На самом деле, у меня было не так много вариантов.
— А, Иван, замечательно, что вы пришли, входите! Входите! — Феликс Борисович распахнул мне дверь, а сам умчался в сторону кухни, громко хлопая шлепанцами. Для Феликса это было нормально, я давно уже привык. Я закрыл дверь на замок, разулся, стянул пальто. Сунул ноги в гостевые тапки и привычным маршрутом прошел в кабинет. На столике не было в этот раз ни привычных эклеров, ни лимонной нарезки на тарелочке. Там лежал раскрытый журнал. Контрастные черно-белые фотографии с глубокими тенями и четкими линиями. Я взял журнал в руки. Выхватил из текста несколько предложений.

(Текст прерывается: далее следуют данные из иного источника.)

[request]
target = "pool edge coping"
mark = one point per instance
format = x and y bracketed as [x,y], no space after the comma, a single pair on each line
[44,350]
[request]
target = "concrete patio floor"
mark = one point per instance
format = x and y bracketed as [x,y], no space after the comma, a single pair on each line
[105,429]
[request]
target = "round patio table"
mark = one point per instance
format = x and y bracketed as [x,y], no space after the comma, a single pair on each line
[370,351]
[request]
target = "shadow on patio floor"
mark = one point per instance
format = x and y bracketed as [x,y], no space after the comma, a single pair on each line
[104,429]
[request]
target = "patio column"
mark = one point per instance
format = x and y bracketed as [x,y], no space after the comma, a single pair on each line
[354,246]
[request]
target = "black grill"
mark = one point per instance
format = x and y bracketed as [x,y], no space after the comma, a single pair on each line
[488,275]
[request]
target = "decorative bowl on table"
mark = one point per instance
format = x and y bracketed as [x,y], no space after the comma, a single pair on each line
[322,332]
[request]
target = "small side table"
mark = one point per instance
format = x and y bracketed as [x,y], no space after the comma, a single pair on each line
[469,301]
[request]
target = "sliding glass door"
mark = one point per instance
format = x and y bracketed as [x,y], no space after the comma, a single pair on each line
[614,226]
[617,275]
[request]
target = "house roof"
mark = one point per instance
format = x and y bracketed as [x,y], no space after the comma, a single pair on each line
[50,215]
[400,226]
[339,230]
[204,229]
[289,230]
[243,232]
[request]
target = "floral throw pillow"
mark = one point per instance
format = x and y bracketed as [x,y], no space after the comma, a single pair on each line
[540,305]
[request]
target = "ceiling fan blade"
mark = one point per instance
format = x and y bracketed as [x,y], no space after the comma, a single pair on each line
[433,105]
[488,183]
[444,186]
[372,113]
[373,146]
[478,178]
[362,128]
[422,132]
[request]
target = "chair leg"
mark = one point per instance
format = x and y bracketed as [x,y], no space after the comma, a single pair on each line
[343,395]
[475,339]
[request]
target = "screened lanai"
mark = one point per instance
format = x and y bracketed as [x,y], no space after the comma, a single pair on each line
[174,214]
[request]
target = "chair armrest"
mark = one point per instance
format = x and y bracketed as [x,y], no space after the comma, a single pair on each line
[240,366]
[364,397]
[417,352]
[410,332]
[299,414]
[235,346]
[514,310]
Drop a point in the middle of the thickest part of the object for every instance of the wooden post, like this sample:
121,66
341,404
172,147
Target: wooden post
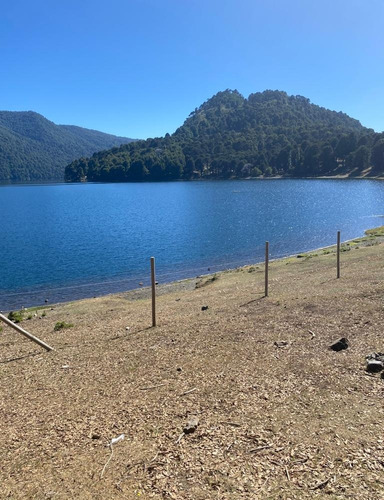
266,267
338,254
25,333
153,282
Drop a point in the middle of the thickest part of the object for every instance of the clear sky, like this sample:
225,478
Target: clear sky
137,68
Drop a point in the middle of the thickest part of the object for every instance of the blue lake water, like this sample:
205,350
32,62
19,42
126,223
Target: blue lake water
66,241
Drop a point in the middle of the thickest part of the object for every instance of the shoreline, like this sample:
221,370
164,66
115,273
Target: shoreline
189,283
4,183
257,372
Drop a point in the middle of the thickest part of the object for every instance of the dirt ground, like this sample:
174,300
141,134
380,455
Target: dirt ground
280,415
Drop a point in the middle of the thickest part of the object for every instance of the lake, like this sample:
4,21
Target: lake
66,241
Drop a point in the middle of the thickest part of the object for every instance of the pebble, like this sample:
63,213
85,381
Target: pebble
340,345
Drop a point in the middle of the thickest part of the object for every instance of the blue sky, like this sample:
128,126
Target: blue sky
137,68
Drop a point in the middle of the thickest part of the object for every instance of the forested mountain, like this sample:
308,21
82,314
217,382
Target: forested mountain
268,133
34,148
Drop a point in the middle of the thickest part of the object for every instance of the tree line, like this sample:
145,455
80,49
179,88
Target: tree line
229,136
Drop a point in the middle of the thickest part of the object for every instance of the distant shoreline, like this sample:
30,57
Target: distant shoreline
370,235
261,178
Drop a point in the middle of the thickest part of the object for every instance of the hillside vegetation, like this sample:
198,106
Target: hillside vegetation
268,133
33,148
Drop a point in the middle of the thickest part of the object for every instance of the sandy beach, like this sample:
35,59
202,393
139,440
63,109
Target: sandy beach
279,415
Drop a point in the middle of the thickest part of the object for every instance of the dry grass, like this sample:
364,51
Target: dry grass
297,421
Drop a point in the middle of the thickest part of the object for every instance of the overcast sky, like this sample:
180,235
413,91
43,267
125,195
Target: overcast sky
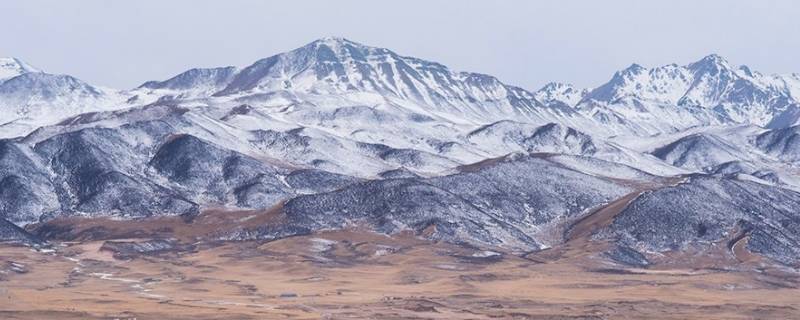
526,43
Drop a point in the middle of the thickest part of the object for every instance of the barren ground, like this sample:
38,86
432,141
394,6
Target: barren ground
354,274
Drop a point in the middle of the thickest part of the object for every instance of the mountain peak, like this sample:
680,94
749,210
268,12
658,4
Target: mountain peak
11,67
711,61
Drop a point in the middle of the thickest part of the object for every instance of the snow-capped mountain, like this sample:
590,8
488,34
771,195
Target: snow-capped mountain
337,133
672,97
12,67
30,98
556,92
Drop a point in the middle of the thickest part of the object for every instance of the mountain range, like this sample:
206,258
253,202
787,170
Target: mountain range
336,134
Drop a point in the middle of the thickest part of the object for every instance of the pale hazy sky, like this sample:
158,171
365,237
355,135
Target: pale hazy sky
526,43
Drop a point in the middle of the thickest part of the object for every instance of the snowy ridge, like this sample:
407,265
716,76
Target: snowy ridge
343,133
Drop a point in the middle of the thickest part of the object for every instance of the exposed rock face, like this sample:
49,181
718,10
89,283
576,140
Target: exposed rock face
26,190
699,152
782,143
10,233
506,203
96,174
216,174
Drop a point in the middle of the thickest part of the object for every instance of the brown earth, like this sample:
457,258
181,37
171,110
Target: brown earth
360,275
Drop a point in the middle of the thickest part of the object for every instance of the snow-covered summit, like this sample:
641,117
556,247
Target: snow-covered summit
12,67
560,92
706,92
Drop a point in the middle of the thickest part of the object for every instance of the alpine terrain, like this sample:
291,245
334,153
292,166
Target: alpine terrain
342,156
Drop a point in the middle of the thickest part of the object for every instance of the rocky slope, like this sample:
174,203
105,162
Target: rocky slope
337,134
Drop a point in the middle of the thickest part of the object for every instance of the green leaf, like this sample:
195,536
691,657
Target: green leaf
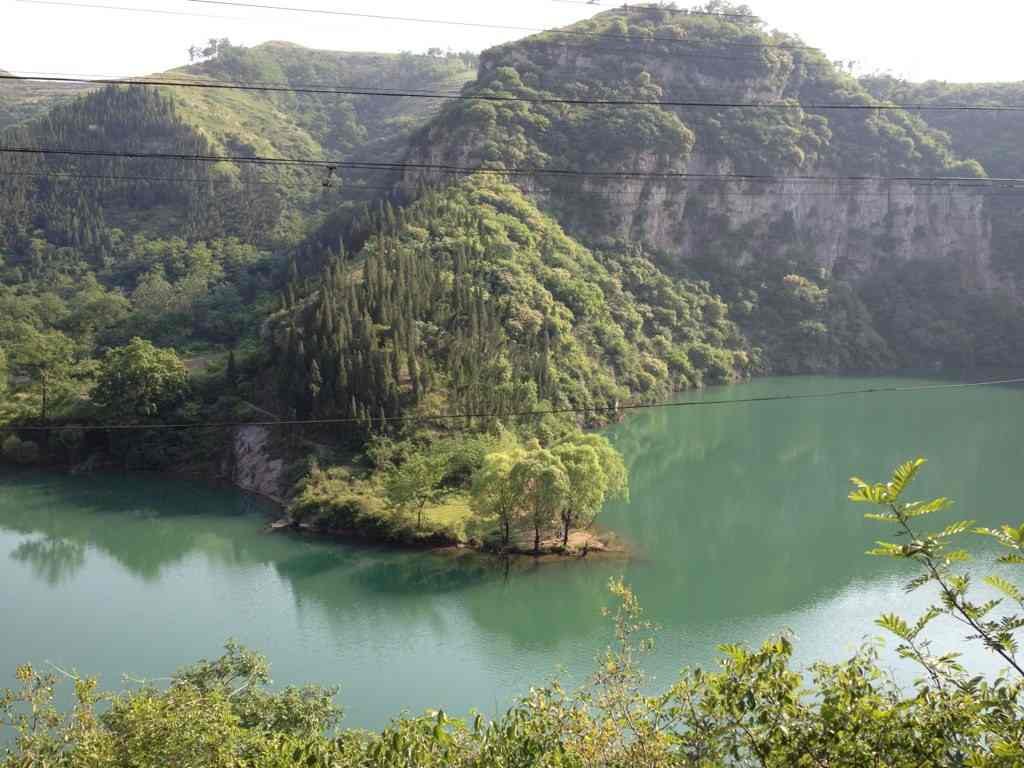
1008,589
903,475
895,625
920,509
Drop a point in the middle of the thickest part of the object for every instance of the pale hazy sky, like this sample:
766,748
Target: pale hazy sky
918,39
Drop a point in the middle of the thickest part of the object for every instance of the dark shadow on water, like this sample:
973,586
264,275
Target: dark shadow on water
51,559
430,573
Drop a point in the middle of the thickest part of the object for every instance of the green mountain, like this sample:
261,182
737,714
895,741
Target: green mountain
25,101
268,205
801,262
471,300
371,293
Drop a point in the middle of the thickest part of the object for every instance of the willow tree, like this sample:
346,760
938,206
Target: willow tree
540,479
596,473
495,496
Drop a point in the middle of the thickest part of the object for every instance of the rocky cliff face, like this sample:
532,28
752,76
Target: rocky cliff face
850,226
254,468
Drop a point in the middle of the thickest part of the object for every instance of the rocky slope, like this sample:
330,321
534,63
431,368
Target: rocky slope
665,55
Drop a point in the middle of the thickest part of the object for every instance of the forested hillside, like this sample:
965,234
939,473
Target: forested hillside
371,294
33,98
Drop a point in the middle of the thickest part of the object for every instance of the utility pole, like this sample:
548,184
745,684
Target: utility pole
43,379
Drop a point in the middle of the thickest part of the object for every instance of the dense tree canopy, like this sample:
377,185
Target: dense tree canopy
139,380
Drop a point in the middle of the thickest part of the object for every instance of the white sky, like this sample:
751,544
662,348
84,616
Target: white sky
916,39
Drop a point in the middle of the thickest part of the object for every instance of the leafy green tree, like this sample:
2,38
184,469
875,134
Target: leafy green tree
44,361
939,563
495,496
596,473
414,484
541,481
139,380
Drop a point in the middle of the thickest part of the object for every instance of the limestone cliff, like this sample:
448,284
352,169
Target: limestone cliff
851,226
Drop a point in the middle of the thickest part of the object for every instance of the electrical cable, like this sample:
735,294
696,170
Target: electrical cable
508,171
419,418
388,93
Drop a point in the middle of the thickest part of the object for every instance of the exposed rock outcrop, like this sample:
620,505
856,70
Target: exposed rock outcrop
254,468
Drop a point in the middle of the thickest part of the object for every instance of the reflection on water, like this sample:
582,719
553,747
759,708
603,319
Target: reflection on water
52,560
738,519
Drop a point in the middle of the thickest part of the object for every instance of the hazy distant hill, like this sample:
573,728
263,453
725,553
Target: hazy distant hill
23,101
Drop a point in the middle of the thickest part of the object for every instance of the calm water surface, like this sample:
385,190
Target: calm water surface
738,521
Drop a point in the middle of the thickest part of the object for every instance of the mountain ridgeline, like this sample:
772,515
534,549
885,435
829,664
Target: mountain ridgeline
676,246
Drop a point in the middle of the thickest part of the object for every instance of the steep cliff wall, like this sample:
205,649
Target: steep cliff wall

Да, это была моя статья. Иллюстрированная мишкиными фотографиями. По коже побежали мурашки, сердце забилось сильнее. Ни разу за все время нашей дружбы с Мишкой мы не работали вместе. Не было ни одного материала с моим текстом и его фотографиями. Это был первый такой.
И, черт меня побери, он был офигительный!
Бывали статьи проходные. Бывали такие, о которых хотелось забыть сразу же, как только их утвердили в номер. Бывали хорошие, которыми я был доволен, в целом. Молодец, возьми с полки пирожок, Жан Михалыч, все-таки ты профессионал, и можешь работать в любом состоянии. Какие-то вызывали досаду. Не дотянул, не дожал, пересыпал пафоса там, где было не надо.
А бывали... вот такие.
Когда читаешь и не веришь, что это я написал. Сам, своими собственными пальцами. Своими мыслями и чувствами.
Тоскливый взгляд худощавого мужчины сквозь решетку на окне. Женщина с потрясающим профилем держит перед собой растопыренные ладони, словно пытается от чего-то защититься. Парень, сгорбившись, сидит на стуле.
Не понимаю, как Мишка этого добился. Я же был в этой больнице, видел ее убогость, обшарпанные стены, пол со щелями в палец. И на фотографиях это все тоже было, только каждая чешуйка краски казалась продуманной частью композиции, а из каждой щели в полу выглядывало не то вековечное зло, не то инфернальное безумие.
Эстетика отвратительного.
— Я знал, что вас нужно оставить с этим журналом наедине, — тихо сказал Феликс Борисович, когда я закрыл журнал и вернул его на столик.